Pour y répondre et bien appréhender ses besoins vitaux, les entreprises doivent aborder 5 thèmes majeurs : 

  • Retravailler la vision de l'entreprise post-crise et préciser sa raison d'être. Sans ce cadre fondateur, impossible d'aller à l'essentiel, de définir les besoins vitaux aux différents niveaux de l'organisation cités plus haut ; 
  • Evaluer la capacité de l'organisation à "aller à l'essentiel" et donc identifier les besoins de formation/éducation pour décider des actions menant à l'essentiel.

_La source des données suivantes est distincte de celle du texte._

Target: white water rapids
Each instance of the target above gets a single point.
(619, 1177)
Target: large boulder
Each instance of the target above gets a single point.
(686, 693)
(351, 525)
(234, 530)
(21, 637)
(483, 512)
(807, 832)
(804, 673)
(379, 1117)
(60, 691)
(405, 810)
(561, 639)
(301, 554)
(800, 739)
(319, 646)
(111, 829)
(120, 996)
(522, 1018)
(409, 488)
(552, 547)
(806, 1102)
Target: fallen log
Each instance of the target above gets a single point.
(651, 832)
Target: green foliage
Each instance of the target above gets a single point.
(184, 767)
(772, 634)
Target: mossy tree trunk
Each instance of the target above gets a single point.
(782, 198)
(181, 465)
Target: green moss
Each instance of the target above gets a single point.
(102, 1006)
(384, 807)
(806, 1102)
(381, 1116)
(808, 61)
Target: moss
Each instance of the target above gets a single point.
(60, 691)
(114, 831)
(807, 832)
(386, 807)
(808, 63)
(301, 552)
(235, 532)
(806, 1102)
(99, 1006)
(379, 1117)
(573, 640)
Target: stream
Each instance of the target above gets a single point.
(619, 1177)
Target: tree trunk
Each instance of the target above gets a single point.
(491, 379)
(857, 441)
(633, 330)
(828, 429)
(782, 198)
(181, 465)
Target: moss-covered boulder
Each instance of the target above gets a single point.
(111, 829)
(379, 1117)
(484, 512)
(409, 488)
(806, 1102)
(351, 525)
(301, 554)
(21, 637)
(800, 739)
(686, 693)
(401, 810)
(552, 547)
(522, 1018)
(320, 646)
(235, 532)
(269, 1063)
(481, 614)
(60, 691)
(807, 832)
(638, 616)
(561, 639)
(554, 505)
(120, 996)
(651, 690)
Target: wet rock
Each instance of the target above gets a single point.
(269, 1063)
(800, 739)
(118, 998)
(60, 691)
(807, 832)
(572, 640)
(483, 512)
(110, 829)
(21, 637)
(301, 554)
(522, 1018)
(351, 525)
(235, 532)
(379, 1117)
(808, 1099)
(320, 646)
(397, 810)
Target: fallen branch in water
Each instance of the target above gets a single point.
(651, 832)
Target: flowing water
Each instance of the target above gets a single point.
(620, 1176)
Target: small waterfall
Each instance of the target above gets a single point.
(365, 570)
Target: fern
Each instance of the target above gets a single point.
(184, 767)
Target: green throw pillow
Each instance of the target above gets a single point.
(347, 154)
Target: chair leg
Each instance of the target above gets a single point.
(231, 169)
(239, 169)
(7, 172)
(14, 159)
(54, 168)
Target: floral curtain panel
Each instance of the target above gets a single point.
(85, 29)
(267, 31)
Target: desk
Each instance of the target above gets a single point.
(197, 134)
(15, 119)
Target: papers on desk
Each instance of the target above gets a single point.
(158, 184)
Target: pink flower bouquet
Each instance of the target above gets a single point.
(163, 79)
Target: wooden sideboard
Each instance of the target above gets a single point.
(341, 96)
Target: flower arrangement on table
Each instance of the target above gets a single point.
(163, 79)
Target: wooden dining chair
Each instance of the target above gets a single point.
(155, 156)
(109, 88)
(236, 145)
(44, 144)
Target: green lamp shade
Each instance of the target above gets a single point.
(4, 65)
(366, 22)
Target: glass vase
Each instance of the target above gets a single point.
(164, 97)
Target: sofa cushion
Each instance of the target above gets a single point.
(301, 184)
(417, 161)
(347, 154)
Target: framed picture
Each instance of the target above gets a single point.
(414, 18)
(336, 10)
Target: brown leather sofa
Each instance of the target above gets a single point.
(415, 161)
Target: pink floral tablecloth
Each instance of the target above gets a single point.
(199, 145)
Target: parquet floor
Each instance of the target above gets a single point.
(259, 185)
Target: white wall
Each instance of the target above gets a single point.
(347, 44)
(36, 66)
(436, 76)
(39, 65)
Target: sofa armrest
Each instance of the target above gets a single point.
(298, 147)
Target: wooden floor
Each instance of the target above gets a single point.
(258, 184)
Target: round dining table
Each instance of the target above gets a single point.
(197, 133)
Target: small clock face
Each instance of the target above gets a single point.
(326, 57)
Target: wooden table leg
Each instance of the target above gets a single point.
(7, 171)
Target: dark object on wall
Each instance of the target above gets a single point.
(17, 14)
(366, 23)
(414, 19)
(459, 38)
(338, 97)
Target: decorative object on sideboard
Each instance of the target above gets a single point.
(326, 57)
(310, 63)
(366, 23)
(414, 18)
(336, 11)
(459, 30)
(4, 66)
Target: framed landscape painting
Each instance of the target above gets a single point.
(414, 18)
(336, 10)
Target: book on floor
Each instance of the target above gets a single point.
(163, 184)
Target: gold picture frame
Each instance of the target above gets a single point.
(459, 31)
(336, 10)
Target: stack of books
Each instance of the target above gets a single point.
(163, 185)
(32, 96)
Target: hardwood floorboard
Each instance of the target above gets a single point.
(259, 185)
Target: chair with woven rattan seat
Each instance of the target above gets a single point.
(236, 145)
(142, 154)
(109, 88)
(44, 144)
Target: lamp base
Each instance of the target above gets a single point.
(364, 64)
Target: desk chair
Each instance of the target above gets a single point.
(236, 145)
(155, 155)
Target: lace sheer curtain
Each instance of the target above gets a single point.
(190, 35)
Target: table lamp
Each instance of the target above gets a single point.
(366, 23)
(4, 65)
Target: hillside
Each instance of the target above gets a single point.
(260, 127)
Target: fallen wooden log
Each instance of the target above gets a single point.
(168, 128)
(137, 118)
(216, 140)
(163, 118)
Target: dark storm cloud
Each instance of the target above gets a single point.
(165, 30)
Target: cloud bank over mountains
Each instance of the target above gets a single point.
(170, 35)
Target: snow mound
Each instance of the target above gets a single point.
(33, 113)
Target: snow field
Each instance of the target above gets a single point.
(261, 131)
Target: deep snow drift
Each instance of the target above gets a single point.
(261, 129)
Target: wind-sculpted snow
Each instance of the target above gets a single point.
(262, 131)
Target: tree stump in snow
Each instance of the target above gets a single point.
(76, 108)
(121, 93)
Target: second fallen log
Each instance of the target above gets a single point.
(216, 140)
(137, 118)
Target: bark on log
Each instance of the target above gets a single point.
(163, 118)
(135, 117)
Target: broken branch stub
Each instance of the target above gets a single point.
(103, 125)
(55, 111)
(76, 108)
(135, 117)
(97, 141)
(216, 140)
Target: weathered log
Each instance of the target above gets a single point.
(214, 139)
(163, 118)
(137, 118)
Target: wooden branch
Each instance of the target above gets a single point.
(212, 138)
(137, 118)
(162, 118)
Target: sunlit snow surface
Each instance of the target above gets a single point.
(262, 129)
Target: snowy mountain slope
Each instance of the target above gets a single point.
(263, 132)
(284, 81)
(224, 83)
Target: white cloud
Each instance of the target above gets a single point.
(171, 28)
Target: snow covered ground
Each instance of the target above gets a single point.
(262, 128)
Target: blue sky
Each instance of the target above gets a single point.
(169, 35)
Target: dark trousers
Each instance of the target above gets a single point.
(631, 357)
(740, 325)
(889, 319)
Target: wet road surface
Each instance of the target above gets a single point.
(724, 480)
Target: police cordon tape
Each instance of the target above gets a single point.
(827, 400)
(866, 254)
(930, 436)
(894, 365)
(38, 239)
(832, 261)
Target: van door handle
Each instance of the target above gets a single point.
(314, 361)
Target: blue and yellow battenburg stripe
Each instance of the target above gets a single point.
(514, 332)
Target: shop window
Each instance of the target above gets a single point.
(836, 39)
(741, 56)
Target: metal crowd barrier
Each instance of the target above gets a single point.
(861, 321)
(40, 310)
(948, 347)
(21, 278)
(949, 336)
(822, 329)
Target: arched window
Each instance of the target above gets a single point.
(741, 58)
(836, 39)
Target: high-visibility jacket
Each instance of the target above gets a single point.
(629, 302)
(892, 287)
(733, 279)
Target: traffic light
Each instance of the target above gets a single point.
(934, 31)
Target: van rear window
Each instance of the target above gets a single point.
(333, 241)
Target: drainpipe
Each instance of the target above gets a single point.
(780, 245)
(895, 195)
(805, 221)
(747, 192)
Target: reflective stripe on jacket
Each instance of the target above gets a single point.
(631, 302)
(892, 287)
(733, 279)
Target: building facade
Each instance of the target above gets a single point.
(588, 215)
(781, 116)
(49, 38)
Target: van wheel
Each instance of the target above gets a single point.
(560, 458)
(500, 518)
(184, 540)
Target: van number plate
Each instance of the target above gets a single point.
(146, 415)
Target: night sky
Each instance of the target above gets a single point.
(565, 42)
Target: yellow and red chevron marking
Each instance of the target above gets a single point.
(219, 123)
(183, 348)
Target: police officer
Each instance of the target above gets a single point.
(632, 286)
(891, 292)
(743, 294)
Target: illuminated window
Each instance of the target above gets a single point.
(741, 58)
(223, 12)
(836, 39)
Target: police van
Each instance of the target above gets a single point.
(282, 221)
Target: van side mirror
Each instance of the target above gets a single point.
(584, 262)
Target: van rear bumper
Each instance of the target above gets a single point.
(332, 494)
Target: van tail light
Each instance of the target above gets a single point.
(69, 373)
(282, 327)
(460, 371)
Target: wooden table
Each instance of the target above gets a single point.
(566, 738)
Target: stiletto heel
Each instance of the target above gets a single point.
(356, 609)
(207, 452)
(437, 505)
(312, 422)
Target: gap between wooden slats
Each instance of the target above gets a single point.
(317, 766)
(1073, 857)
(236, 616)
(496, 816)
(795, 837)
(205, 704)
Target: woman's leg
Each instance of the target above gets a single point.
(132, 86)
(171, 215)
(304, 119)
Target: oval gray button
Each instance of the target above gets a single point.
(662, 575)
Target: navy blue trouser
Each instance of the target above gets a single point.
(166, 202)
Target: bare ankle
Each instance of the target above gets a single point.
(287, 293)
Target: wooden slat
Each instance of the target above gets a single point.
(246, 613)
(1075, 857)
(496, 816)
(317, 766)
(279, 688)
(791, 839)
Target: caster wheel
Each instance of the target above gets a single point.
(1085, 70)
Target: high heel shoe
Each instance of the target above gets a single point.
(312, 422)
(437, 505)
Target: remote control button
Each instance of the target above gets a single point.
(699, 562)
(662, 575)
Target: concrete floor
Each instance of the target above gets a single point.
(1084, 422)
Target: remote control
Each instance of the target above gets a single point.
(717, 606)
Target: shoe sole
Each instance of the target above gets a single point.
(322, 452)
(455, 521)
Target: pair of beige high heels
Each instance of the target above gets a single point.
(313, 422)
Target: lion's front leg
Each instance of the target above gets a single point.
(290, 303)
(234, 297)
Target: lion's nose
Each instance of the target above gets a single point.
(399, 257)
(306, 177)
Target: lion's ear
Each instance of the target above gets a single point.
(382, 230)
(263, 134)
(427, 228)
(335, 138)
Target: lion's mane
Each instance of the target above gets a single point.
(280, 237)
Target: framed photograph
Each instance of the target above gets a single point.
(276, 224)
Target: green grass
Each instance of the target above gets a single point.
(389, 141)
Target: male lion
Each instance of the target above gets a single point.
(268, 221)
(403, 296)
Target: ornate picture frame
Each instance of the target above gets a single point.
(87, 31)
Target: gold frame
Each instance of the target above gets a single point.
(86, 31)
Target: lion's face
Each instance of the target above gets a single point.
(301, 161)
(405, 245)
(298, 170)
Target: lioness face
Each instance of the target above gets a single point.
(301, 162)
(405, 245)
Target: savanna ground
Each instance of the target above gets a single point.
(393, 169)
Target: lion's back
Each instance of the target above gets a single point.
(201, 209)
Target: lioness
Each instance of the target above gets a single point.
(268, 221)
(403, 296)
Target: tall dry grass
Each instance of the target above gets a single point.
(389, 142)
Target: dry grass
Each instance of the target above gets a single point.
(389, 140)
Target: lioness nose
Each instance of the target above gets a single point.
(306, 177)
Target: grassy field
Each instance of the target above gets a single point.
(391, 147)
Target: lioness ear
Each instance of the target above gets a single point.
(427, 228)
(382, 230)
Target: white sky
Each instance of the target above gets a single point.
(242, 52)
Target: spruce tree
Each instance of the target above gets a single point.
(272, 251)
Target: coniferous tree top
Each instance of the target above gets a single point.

Il s'agit de postures souvent inhabituelles, de savoir faire décisionnel basé sur des critères et des priorités nouvelles ; 
  • Identifier le niveau de risques acceptable pour l'organisation dont la vision et la raison d'être ont été redessinées, dans l'optique d'aller à l'essentiel et de créer un maximum de valeur business pour le client ; 
  • Communiquer avec pédagogie le corpus "aller à l'essentiel" et tout particulièrement la vision, la raison d'être et le niveau de risques acceptable ; de façon à ce que, à chaque niveau de l'entreprise, les individus puissent agir individuellement et/ou collectivement pour délivrer plus de valeur avec moins ; 
  • Mesurer enfin la diffusion de cette nouvelle culture d'entreprise et l'accroissement de valeur délivrée au travers des actions pour aller à l'essentiel.

Ces 5 thèmes devront se nourrir de la culture de l'entreprise modifiée et améliorée par les acquis humains et collectifs de la période du confinement – par exemple la confiance accrue dans les individus, mais aussi les besoins d'authenticité et de transparence révélés, la puissance du collectif ou l'efficacité des circuits courts -. Voilà ce que nous dicte la métaphore du Kintsugi. 

En conclusion, il s'agit de co-construire un futur plus fort, plus efficace, délivrer plus de valeur tout en offrant aux femmes et aux hommes de l'entreprise un cadre en adéquation avec les valeurs que la crise nous a obligés à reconsidérer.